[postgis-devel] Question on "libpgcommon/lwgeom_transform.c"

Tue Apr 23 18:22:55 PDT 2013

On 4/23/2013 6:56 PM, Mark Cave-Ayland wrote:
> On 23/04/13 01:08, Stephen Woodbridge wrote:
>
>> Hi Guys,
>>
>> On my continuing review of "libpgcommon/lwgeom_transform.c" in an effort
>> to create something similar for the address standardizer, you are
>> getting a detailed code review.
>>
>> The current question is related to the usage of
>> PROJ4Cache->PROJ4SRSCacheCount in:
>>
>> AddToPROJ4SRSCache(PROJ4PortalCache *PROJ4Cache, int srid, int
>> other_srid)
>>
>> It looks like the usage of this has morphed over time as it does not
>> seem to reflect what it's name intends.
>>
>> At line 511, we use it to check if the cache is full
>> At line 523, we use it to remember which item we just deleted
>> At lines 553-555, we use it to fill the slot just deleted
>> At line 556, we have a problem!
>>
>> If we delete any entry less than PROJ4_CACHE_ITEMS - 2, then
>> PROJ4Cache->PROJ4SRSCacheCount++ will be less than a full cache and the
>> next time we will fill that slot regardless, even if it is other_srid.
>>
>> While this is not a fatal error, I do not think it is what was intended
>> and it leads to some confusion when trying to understand the code.
>>
>> I'll bug this if you concur with this analysis.
>>
>> I am thinking that I would like to implement a LRU algorithm for my
>> replacement algorithm.
>>
>> I'm thinking of changing the counter to a index pointer to the next
>> available slot.

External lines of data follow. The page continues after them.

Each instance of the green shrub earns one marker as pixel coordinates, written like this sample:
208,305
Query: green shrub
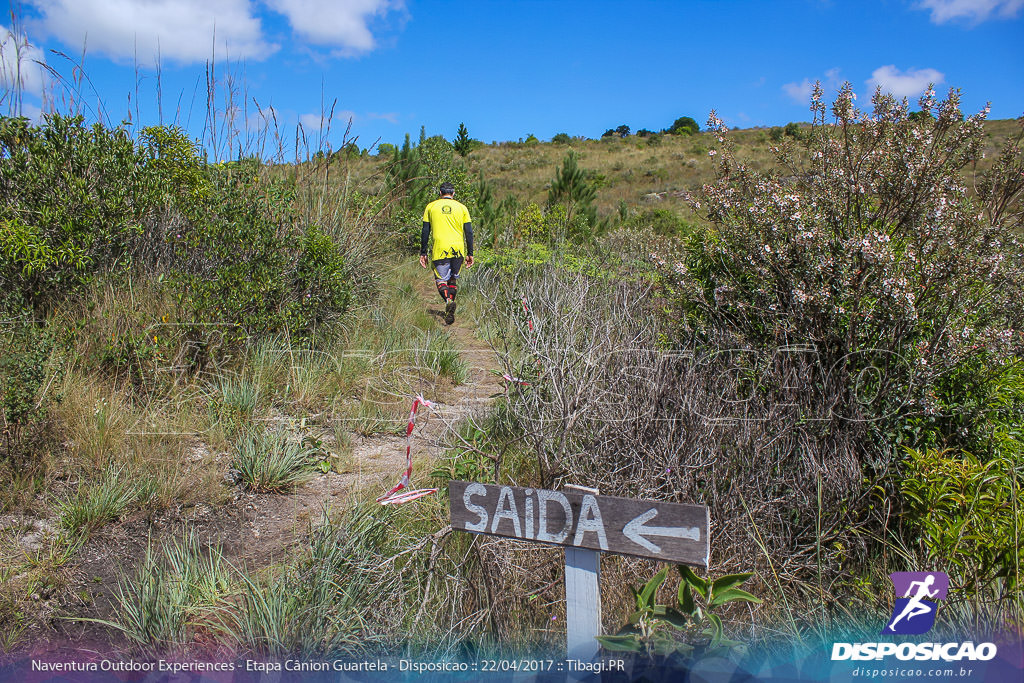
249,269
968,514
684,126
25,349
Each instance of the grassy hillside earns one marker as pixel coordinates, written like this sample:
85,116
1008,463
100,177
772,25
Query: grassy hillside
631,170
207,373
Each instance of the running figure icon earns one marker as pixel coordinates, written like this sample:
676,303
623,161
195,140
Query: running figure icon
915,607
913,612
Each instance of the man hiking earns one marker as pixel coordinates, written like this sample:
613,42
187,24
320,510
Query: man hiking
449,221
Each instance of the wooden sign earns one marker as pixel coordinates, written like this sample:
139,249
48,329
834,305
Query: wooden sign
656,529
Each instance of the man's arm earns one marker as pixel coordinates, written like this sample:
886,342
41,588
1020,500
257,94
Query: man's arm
424,238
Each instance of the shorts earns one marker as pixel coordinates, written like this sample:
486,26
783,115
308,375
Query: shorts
448,268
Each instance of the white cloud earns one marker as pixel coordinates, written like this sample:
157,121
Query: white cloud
344,26
184,30
801,92
390,117
903,84
973,11
313,122
20,63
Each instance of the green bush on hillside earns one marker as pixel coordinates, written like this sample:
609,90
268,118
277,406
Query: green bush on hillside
877,258
88,201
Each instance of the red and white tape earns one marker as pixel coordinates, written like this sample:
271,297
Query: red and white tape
393,497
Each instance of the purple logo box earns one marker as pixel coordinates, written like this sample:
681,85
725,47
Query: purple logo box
902,581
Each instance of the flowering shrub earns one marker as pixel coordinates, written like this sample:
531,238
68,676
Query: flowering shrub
868,247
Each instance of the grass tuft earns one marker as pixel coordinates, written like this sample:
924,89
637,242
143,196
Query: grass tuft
94,505
268,462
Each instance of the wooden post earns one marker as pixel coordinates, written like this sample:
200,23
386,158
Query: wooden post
583,598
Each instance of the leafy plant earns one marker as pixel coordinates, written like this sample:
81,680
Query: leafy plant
655,629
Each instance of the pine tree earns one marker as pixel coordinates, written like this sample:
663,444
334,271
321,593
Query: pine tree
570,185
463,143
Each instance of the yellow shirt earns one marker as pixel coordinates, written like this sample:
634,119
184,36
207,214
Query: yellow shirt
446,218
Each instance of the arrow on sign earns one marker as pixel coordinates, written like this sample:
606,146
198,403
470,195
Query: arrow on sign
635,531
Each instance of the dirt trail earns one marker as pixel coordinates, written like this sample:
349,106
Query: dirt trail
279,520
256,529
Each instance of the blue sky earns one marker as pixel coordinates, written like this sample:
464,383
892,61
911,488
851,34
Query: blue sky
508,69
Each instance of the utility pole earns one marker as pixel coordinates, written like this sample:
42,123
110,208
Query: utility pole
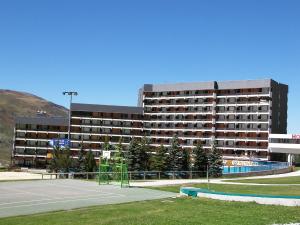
70,93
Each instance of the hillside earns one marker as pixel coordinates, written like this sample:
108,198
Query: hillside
13,103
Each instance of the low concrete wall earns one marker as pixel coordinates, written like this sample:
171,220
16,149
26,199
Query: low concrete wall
260,199
261,173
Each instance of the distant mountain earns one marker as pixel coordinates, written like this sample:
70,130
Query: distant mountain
14,103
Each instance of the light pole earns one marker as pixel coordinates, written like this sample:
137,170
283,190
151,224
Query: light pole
70,93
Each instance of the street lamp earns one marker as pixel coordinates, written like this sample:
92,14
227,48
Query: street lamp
70,93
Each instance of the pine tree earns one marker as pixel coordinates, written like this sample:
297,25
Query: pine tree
144,153
81,160
175,157
119,149
106,145
90,162
132,155
215,162
200,159
61,160
159,159
186,160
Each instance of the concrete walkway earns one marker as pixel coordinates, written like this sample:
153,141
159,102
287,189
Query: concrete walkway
157,183
10,176
29,197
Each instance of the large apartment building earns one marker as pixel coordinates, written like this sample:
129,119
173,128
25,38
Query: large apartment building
237,116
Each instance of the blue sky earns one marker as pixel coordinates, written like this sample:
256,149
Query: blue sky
106,50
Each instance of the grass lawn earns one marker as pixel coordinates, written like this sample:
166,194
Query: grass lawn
281,180
241,189
168,211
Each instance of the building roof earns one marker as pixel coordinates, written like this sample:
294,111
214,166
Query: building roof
55,121
210,85
106,108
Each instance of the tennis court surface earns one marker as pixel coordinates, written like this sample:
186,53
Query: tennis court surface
28,197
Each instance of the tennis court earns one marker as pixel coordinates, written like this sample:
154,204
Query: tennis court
28,197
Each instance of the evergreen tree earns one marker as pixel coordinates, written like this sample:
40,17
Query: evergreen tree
61,160
81,160
144,154
215,162
132,156
90,162
106,145
175,157
186,160
200,159
159,159
119,149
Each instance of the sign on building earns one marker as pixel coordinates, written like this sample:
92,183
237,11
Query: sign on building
62,143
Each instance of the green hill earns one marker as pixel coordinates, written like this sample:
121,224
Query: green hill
13,103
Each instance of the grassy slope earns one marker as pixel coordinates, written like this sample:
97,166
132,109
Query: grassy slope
282,180
13,104
174,211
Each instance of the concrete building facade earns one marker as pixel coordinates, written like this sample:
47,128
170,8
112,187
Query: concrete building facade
236,116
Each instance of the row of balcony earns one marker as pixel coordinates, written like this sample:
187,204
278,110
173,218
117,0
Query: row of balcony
249,91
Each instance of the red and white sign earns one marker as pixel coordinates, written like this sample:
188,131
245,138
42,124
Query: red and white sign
296,136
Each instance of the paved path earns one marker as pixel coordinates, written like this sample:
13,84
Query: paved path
4,176
28,197
216,181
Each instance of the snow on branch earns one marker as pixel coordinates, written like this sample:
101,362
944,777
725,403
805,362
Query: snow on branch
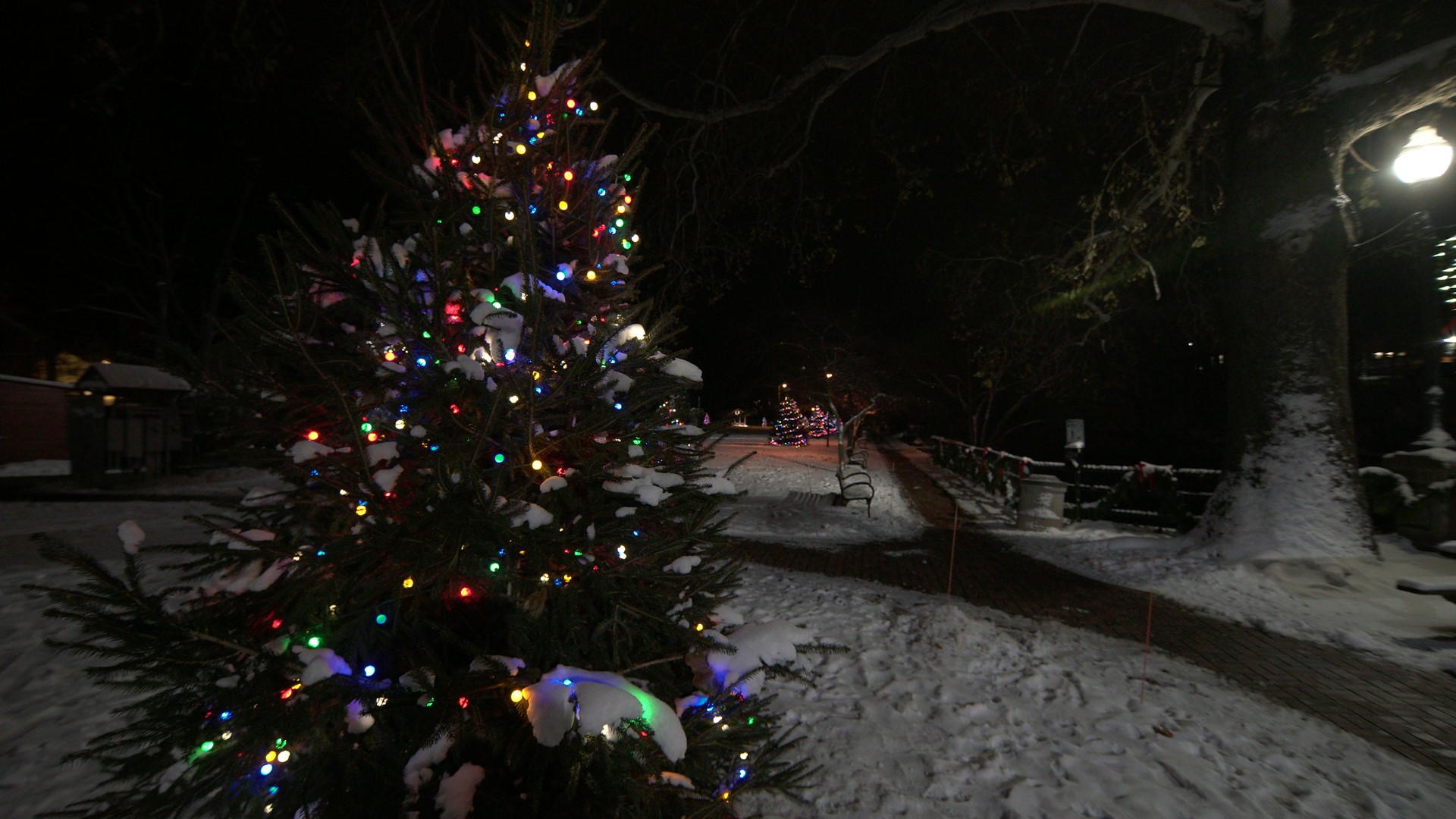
1429,55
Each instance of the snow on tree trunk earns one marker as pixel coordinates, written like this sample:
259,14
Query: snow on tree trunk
1292,488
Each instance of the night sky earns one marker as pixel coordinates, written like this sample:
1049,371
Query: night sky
158,131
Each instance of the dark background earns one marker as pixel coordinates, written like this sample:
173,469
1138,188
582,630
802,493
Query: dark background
150,136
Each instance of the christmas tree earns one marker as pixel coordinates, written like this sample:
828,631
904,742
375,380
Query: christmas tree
820,423
789,428
492,582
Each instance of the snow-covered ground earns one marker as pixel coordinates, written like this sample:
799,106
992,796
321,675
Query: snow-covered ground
788,493
940,708
943,708
1340,601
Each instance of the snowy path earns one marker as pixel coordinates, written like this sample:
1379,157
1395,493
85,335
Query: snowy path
943,708
940,708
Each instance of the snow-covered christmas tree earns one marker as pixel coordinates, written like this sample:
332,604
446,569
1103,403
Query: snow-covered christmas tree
492,582
789,428
820,423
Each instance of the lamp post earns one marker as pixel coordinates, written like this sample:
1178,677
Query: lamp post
1426,156
829,378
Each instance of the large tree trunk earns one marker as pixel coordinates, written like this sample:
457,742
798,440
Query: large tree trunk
1292,488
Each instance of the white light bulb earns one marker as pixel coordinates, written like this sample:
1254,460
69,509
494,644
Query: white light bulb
1424,158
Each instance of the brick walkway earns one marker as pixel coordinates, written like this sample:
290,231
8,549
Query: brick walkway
1407,711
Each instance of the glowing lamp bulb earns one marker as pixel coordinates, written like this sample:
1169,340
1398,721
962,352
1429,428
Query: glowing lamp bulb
1426,156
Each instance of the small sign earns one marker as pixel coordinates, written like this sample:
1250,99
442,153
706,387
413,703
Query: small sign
1076,433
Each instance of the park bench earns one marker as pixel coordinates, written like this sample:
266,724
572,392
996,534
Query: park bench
1443,586
854,480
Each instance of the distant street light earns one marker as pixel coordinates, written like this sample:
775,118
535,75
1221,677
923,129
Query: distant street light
1426,156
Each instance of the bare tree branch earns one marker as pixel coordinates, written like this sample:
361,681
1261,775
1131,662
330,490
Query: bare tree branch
1216,18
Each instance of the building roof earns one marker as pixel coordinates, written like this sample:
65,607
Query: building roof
131,376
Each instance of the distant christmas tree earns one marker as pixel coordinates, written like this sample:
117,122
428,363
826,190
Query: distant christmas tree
491,585
820,423
789,428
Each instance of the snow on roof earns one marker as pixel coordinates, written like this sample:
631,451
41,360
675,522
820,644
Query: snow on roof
36,382
134,376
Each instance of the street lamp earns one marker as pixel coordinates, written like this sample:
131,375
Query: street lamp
1426,156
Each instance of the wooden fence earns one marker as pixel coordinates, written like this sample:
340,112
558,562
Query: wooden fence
1142,493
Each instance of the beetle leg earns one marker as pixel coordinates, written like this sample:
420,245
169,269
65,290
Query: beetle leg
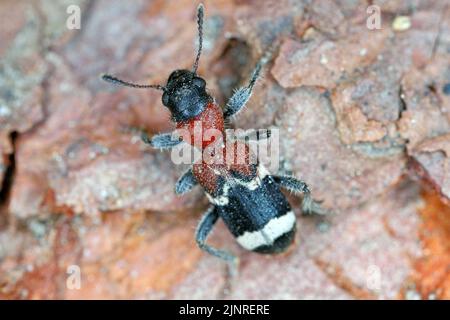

I think I can do this with:
>>
>> index = (index + 1) % NUM_CACHE_ITEMS;
>>
>> This isn't an LRU, but rather Least Recently Added (LRA) algorithm.
>>
>> To implement a LRU algorithm I would need some like
>>
>> int lru[NUM_CACHE_ITEMS];
>>
>> then when a slot is used set the lru[i] = 0; and increment all other
>> slots (watching for integer overflow). Then when you need to add a new
>> slot, you search for the highest lru[i] and use that slot and update the
>> slot ranks.
>>
>> I like the both these, LRA is simple to implement but the LRU might give
>> better results in a web portal like application. I think wrapping this
>> in a function would allow the algorithm to be changed without impacting
>> the code.
>
> Hi Steve,
>
> I can't really comment on the current version of the code because I
> haven't looked at it for a while, however the original version of the
> code was very simple in that it had a small number of slots (5?) that
> were just cycled through in order.
>
> The thinking behind this was because there was a static PROJ.4 cache for
> each individual backend (and of course each backend can only run a
> single query at once) then you would likely have one of three scenarios:
>
>
> 1) The table in your current query contains geometries of a single SRID
> which you are querying with a query using a single ST_Transform()
>
> 2) The table in your current query contains a mixture of SRIDs but
> likely the majority of the table will contain less than 5 different SRIDs
>
> 3) The query itself contains a complicated set of subqueries with
> multiple ST_Transform() statements between different SRIDs
>
>
> Case 1 is handled fine by such a cache algorithm as-is. Case 3 was the
> reason for increasing the number of cache slots to 5 rather than having
> just 2, so there was some leeway for multiple ST_Transform()s in a
> single query. Case 2 was the worst case scenario, in that with more than
> 5 SRIDs all equally distributed throughout the table then the cache
> would cease to be effective.
>
> Now I never came across a real-life degenerate version of case 2 to make
> the extra effort worthwhile (and to the best of my knowledge we've had
> no bug reports about it), but if you think that having more than 5 mixed
> SRIDs evenly distributed in a table and reprojecting the entire table is
> a common use-case then I won't object to a change in the algorithm
> and/or increase in the number of slots (although some real-life examples
> with numbers to show the before and after effects of your change would
> help to justify such a change).

Mark,

Sorry, I mixed two separate ideas in my email.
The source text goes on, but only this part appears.